HONOLULU (AP) — Homeless and living on a Hawaii beach, Sarah Kanuha never imagined being able to provide preschool for her youngest daughter.
But on Thursday, the mother of five watched 4-year-old Aulii Malia Kanuha receive a preschool diploma. She was one of 35 students to graduate from Ka Paalana Traveling Preschool, which educates about 700 homeless children each year.
Kanuha found out about the program last year while living at Keaau Beach Park, on Oahu's Waianae Coast. The family has since moved to a shelter.
"Socially, she has grown so much," she said. "They blossomed her into this social little butterfly."
Kanuha's oldest child, now 18, received free preschool in Michigan. But when the family moved back to the islands, her three other children never got any preschool. Hawaii, one of the country's most expensive places to live, is one of 10 states with no state-funded pre-kindergarten program, according to the National Institute for Early Education Research.
The Kanuha family is one of many in the country trying to raise children in the face of joblessness and homelessness.
An annual survey released this week says 16.4 million children in the United States — nearly one-fourth — were living in poverty in 2011, more than a year after the Great Recession officially ended. That's an increase of 3 million children since 2005, according to the survey from the Annie E. Casey Foundation.
The report showed that nearly half of Hawaii's children didn't attend preschool from 2009 to 2011.
Hawaii's governor this week signed a bill that expands the state's existing Preschool Open Doors program to fund subsidies for 900 children. The more than $7 million package is seen as a step toward eventually providing state-funded public preschool, but is less than half of what Gov. Neil Abercrombie originally proposed. Thousands of kids will lose services when the state's junior kindergarten program for late-born 4-year-olds expires in mid-2015.
Educating children at homeless shelters and tents on the beach, Ka Paalana is funded mostly through federal programs, including the Administration for Native Americans.
Because Hawaii's circumstances prevent many families from being able to afford preschool, Ka Paalana Director Danny Goya wanted his school to provide quality learning. So he sought to be accredited by the National Association for Education of Young Children, which he calls the "creme de la creme of accreditation." The association rejected his application when he first applied in 2007. It normally accredits programs with a permanent, physical center, so the preschool set up a tent at a shelter, complete with a playground that now meets the association's standards.

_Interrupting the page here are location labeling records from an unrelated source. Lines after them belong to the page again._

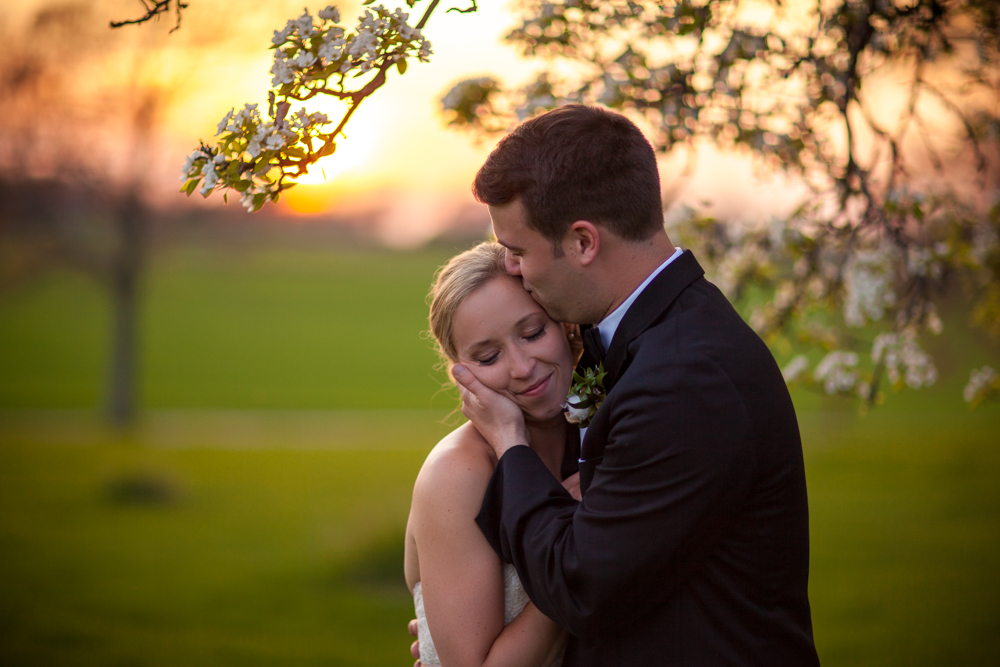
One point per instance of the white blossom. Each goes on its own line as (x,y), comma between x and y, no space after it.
(363,44)
(274,141)
(903,358)
(189,164)
(225,121)
(281,36)
(305,60)
(211,178)
(332,49)
(867,287)
(246,199)
(425,51)
(836,371)
(794,368)
(981,382)
(303,25)
(281,71)
(408,33)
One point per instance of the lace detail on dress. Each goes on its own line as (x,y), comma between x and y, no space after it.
(515,599)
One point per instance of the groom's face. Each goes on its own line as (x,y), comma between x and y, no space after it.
(552,281)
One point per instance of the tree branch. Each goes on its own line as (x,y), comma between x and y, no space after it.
(153,11)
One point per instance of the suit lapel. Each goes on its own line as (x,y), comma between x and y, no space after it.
(647,308)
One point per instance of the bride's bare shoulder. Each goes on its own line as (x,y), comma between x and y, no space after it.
(462,462)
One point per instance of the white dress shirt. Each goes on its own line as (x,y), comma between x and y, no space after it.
(609,325)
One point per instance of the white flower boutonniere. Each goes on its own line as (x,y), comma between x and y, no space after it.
(585,396)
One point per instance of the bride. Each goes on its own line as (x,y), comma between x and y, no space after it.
(471,608)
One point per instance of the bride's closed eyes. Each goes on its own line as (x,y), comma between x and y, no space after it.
(532,331)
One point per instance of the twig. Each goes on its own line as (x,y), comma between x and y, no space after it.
(153,11)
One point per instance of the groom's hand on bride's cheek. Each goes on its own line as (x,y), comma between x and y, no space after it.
(495,416)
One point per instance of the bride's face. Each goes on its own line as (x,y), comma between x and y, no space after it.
(510,344)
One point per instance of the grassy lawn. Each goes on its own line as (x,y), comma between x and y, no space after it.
(255,516)
(228,329)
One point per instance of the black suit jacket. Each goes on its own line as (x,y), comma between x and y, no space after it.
(691,544)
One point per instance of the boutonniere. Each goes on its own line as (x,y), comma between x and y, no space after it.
(585,396)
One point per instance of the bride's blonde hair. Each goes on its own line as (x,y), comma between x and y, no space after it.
(454,282)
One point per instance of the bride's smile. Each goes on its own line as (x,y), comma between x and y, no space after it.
(512,346)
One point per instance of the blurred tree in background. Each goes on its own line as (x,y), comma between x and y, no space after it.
(74,153)
(886,111)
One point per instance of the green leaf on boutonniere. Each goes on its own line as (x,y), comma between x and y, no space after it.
(585,396)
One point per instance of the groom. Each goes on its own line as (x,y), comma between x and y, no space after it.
(690,546)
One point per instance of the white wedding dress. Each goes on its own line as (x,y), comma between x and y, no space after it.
(515,599)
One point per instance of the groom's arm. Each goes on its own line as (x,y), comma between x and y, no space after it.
(678,460)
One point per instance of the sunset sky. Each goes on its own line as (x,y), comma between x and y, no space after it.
(398,166)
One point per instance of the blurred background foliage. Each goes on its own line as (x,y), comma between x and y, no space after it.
(245,504)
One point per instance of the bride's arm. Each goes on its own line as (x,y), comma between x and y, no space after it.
(462,577)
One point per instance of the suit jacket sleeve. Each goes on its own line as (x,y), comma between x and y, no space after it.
(675,464)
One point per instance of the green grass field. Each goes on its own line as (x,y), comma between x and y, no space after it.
(255,514)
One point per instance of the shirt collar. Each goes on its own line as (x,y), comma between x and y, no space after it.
(609,325)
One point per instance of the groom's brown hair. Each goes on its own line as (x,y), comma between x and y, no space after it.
(576,163)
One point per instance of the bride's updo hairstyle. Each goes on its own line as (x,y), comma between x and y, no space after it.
(455,281)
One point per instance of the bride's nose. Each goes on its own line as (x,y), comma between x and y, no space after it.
(521,364)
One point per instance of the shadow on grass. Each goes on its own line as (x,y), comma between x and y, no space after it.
(377,568)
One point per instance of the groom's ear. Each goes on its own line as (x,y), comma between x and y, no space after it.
(584,240)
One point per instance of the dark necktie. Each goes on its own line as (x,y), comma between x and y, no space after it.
(592,346)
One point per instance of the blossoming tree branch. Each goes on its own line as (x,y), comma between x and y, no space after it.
(260,157)
(902,204)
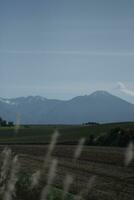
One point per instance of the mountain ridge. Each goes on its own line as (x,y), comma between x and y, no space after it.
(99,106)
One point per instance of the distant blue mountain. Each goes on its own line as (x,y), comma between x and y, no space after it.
(99,106)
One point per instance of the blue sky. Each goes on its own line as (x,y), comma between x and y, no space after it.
(64,48)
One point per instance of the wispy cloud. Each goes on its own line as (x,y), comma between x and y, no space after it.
(67,52)
(122,87)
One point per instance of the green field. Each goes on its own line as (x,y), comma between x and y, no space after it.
(68,133)
(98,173)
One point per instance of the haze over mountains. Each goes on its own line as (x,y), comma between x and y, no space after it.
(99,106)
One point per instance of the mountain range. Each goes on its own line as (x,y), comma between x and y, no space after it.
(99,106)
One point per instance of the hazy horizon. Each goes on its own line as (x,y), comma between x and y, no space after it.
(62,49)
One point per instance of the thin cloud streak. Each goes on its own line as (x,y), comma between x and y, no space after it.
(64,52)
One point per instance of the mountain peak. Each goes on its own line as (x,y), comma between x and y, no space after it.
(100,93)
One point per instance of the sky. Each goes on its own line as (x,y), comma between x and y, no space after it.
(64,48)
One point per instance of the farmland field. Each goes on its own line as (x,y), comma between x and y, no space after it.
(99,172)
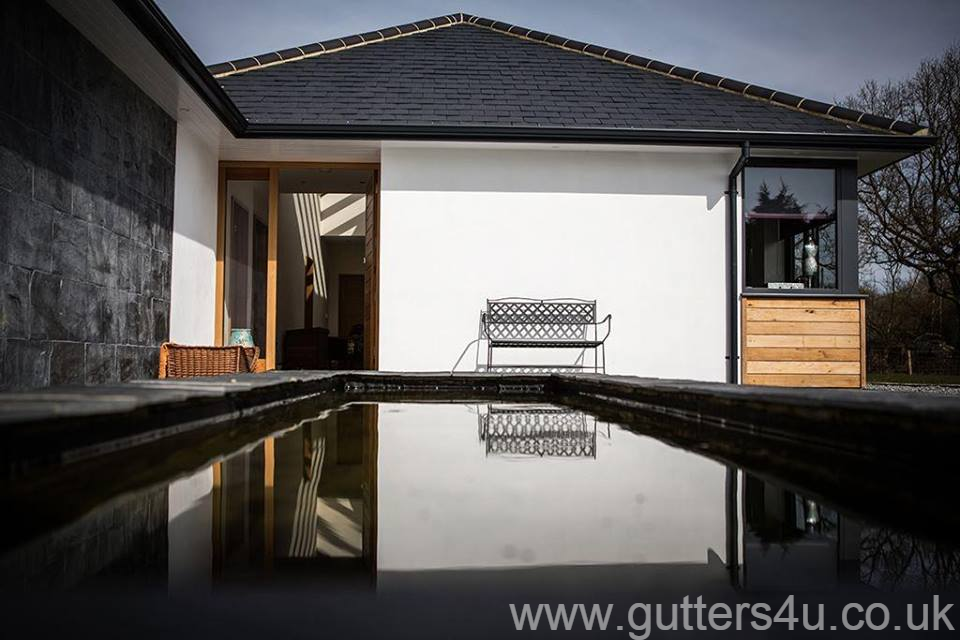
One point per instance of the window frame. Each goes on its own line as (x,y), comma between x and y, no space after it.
(845,193)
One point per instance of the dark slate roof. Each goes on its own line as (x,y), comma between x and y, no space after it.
(460,70)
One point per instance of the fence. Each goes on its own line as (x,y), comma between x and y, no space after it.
(913,361)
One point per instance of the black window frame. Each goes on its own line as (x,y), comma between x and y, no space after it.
(845,188)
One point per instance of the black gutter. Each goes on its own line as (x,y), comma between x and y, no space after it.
(823,141)
(733,260)
(153,24)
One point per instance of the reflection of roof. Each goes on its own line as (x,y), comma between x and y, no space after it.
(462,70)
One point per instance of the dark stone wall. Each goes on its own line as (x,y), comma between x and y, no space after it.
(86,209)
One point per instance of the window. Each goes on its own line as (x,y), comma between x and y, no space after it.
(791,228)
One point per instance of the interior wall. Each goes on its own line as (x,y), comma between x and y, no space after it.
(304,220)
(194,258)
(640,231)
(252,195)
(340,257)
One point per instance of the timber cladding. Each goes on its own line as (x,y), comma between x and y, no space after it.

Ninety-five percent of the preschool's families are Native Hawaiian and the program strives to perpetuate Hawaiian culture. Teachers use the culture to teach skills, such as learning to count in English and Hawaiian. The graduation ceremony closed with a Hawaiian prayer, or pule, led by two graduates.
Seeing Enaia Carrisales, 5, play with blocks under the shade of a tent on the beach or run around with other children her age has helped ease the stress of losing the family's Makaha home to foreclosure, said her father, Albert.
"It means a lot to us," he said. "She's able to learn and get together with kids."
The preschool incorporates parents and caregivers, with the adults spending time with the children for several hours and then spending the rest of the day receiving skills such as vocational training and GED preparation.
The classes have helped homeless single father Leo Dew with his two daughters, Leolani, 6, and Leomomi, 5.
"We're blessed to have this program," he said after watching Leomomi graduate, wearing a lei he made with plumeria picked from trees at a Waianae homeless shelter.